Отсюда незамедлительно вытекают следствия трех типов. Прежде чем попытаться дать более точный ответ на тексты, которые объединены в этой книге, вначале я лишь обозначу эти типичные последствия. Я не смогу развить их далее должным образом, но это принципиальное напоминание имеет отношение ко всему, что следует далее.
1. Вопрос о вопросе, или постановка вопроса под вопрос. Хотя я только что напомнил саму суть вопроса, хотя в Призраках Маркса ставятся все новые вопросы и постоянно напоминается о необходимости критического рассмотрения самых разнообразных проблем, от которой никогда нельзя отказываться, здесь так же, как и во всех других текстах, которые я опубликовал за эти последние десять лет (по крайней мере, начиная с О духе, Хайдеггер и вопрос), постоянно подчеркивается зависимость или некоторая вторичность формы–вопроса. Это предопределяет некоторую внутреннюю делимость, складку, можно сказать, изначальную двойственность дискурса, который пытается одновременно достичь двух разных результатов, на первый взгляд, плохо совместимых: с одной стороны, попытаться напомнить о вопросах, забытых или вытесненных благодаря гипнозу самого ответа; но одновременно, с другой стороны, этим же жестом взять на себя ответственность утверждения (обязательно революционного), наказа, обещания, короче говоря, квази–перформативности того да, которое неусыпно бдит в вопросе, как пробуждение вопроса, предваряющее сам вопрос. В качестве одного из примеров такого двусмысленного уважения к вопросу (критического или гиперкритического, осмелюсь ли я сказать: «деконструктивисткого»?), можно рассматривать ситуацию, когда, предлагая новый вопрос, я практически одновременно начинаю сомневаться в риторике самого вопроса (что не следует понимать всего лишь как «rhetorical question»): «Вопрос еще не поставлен как таковой. Скорее, он сокрыт философским ответом, а точнее, онтологическим ответом самого Маркса»[6]. Этот вопрос есть не что иное, как вопрос о призраке или о духе. Сразу же, чуть ли не в следующей фразе, я объяснил, почему, как я считаю, я должен остерегаться этих слов, но особенно альтернативы «вопрос/ответ». И как раз тогда, и безусловно, совершенно неслучайно, появляется слово «возможно», одно из тех «возможно», которое, уже на протяжении нескольких десятилетий, всегда явно указывает на главенствующую модальность, в данном случае — мессианскую, тех утверждений, которые являются для меня наиболее значимыми (по сути, я долго тематизировал смысл и, если так можно выразиться, необходимость или неотвратимость этого «возможно» на следующий год после написания Призраков Маркса — в Политиках дружбы[7]): «Но все эти слова обманывают (возможно, ни о каком вопросе речь более не идет, и мы имеем ввиду иную структуру «презентации», осуществляемую в жесте мышления или письма […]»[8].

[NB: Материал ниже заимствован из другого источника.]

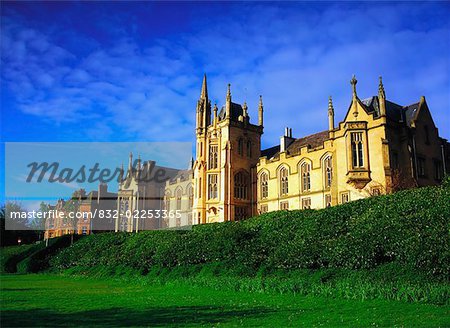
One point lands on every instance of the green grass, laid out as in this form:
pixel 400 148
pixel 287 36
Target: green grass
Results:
pixel 51 300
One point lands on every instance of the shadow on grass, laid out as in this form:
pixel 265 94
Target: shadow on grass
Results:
pixel 155 316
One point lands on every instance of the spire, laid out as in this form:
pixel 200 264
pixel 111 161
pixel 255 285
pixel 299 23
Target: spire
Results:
pixel 353 82
pixel 204 93
pixel 228 101
pixel 330 114
pixel 130 161
pixel 381 93
pixel 260 111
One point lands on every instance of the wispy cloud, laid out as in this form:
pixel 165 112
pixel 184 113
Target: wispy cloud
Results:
pixel 295 55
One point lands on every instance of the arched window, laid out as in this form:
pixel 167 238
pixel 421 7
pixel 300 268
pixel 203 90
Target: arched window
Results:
pixel 212 186
pixel 284 182
pixel 213 156
pixel 179 194
pixel 167 201
pixel 264 185
pixel 306 176
pixel 357 149
pixel 240 185
pixel 191 196
pixel 328 171
pixel 240 146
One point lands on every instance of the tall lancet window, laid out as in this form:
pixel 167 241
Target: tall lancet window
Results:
pixel 212 186
pixel 179 194
pixel 213 156
pixel 240 185
pixel 357 149
pixel 306 176
pixel 328 171
pixel 249 149
pixel 264 185
pixel 284 182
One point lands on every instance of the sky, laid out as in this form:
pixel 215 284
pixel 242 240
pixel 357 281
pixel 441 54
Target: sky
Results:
pixel 132 71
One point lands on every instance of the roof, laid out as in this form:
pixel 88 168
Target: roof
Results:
pixel 394 112
pixel 236 111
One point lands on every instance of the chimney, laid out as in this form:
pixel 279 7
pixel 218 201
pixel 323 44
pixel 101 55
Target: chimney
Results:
pixel 286 140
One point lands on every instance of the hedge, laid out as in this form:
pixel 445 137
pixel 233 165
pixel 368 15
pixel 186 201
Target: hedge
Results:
pixel 409 228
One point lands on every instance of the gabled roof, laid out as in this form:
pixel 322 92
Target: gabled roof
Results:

2. Деполитизация, ре–политизация. Я полагаю, что сегодня необходима деконструкция марксисткой «онтологии», но она не имеет ничего общего с деполитизацией или с упадком политической эффективности. Когда я заново анализировал сами аксиомы отношений между «Марксом», теорией, наукой и философией, то все–таки для меня было одинаково важно попытаться понять теоретические и политические аспекты катастрофических исторических провалов, равно как и иным образом реполитизировать некое наследие Маркса. Прежде всего, помещая его в политическое измерение, свободное от всего того, что в эпоху современности, как на грех, объединило политику с онтологией (прежде всего, с определенной концепцией действительности или наличного–сущего, с всеобщим, понятым через призму государства, и космополитичным гражданством и Интернационалом, понятым как продолжение Партии)[9].